Yes, that is precisely the kind of book Kubernik has produced. And like the people, the places, and most absolutely the music of which he and his assembled multitude speak, the editorial approach and even layout itself remains as flippantly sun-baked as one would expect when grappling with the reminiscences of Kim Fowley, Pamela Des Barres and Micky Dolenz. Because after all, as The Man Who Invented The Rolling Stones explains right there on Page 45, in L.A. “we had fun getting it done.”

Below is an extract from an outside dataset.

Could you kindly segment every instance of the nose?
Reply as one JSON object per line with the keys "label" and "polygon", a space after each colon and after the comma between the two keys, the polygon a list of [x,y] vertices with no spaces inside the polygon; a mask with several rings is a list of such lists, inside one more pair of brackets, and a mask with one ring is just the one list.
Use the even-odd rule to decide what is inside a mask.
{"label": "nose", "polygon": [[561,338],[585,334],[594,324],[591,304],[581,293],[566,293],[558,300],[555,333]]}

“My roots go back to the mid-Fifties in this town,” Kubernik explains. “I was born at Queen of Angeles Hospital, overlooking the Hollywood 101 Freeway at the border of Los Angeles and East Hollywood. I graduated from Fairfax High School. Do I have to even say anything else?”
 
Well, as the above-mentioned Danny Hutton exclaimed, “Harvey, you did a book about forty years, not four years. You did a book not about the same seven people or bands, but seventy people!” And somehow, so much more as well.

Read Canyon Of Dreams today, and read it often.